Property prices may fall 20pc after curbs, agent Savills says
The prediction follows in the wake of a sharp drop in sales of commercial and residential properties since the government raised stamp duties payable on all commercial and non-residential properties sales effective from February 22.

A dire warning has come from global property consultancy Savills that property prices in Hong Kong may drop by up to 20 per cent across the board owing to latest anti-speculation measures taken by the government.
The prediction follows in the wake of a sharp drop in sales of commercial and residential properties since the government raised stamp duties payable on all commercial and non-residential properties sales effective from February 22.

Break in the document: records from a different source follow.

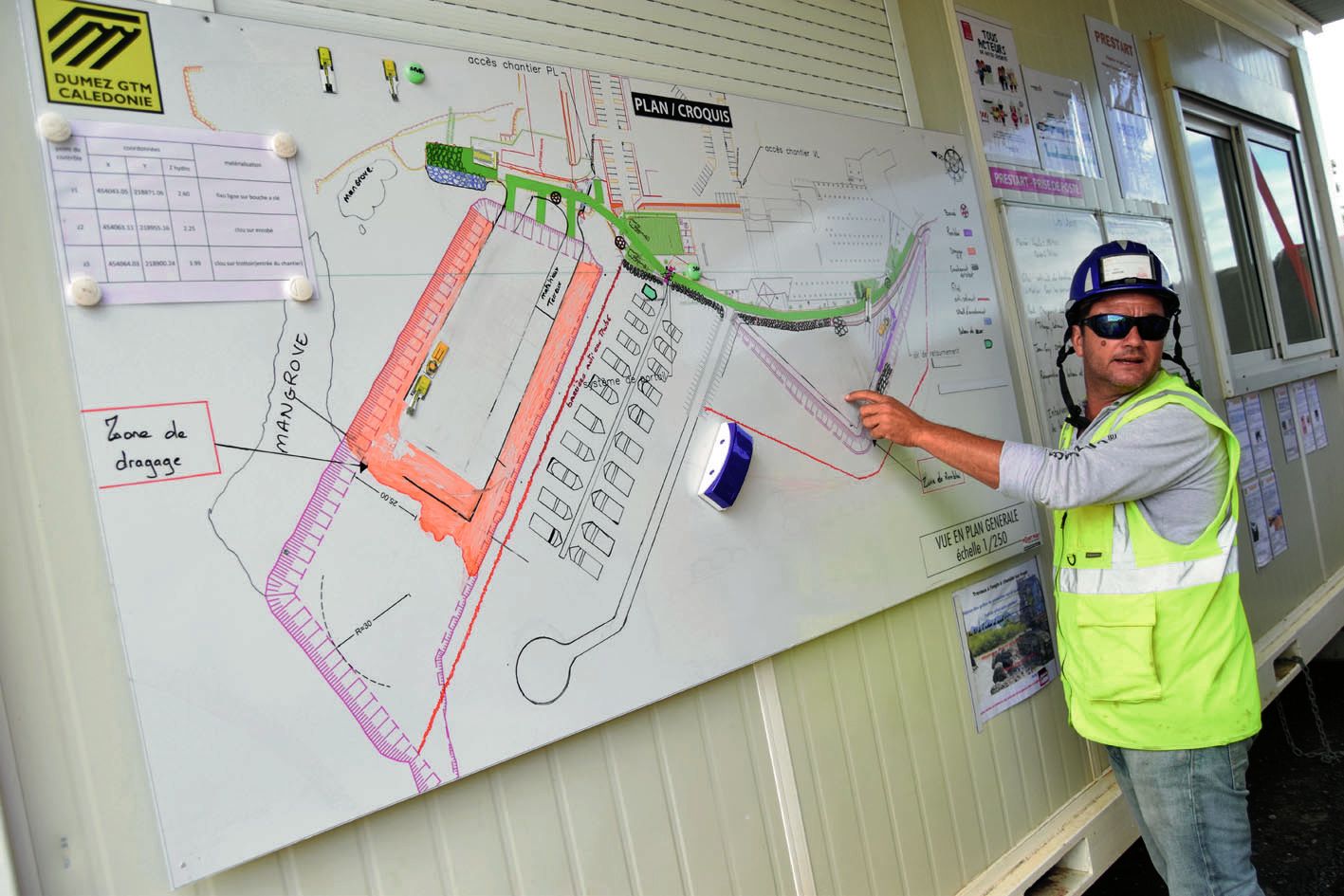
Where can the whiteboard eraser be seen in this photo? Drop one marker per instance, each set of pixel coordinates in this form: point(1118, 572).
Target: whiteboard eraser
point(299, 289)
point(54, 126)
point(283, 144)
point(84, 290)
point(726, 469)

Together with previously announced measures such as a Buyer's Stamp Duty, levies on sales of residential properties valued at more than HK$2 million were increased by as much as 23.5 per cent, and by 8.5 per cent on non-residential properties.
The fall in deal volumes and prices as well as big-ticket sales will continue at an even faster pace, Raymond Lee, chief executive of Savills, said. "Since the measures were introduced I do not believe we have seen any transactions valued at more than HK$100 million."
Lee cited the case of Opus, a luxury residential development built in 2012 by Swire Properties, as an example of the impact of the new measures. "The property is valued at more than HK$400 million. Under the new measures a buyer will need to pays taxes of HK$100 million. In such a situation who will still want to buy?"
In addition, property owners were under no pressure to sell, because their holding costs remain low, resulting in a "painfully quiet market", according to Lee.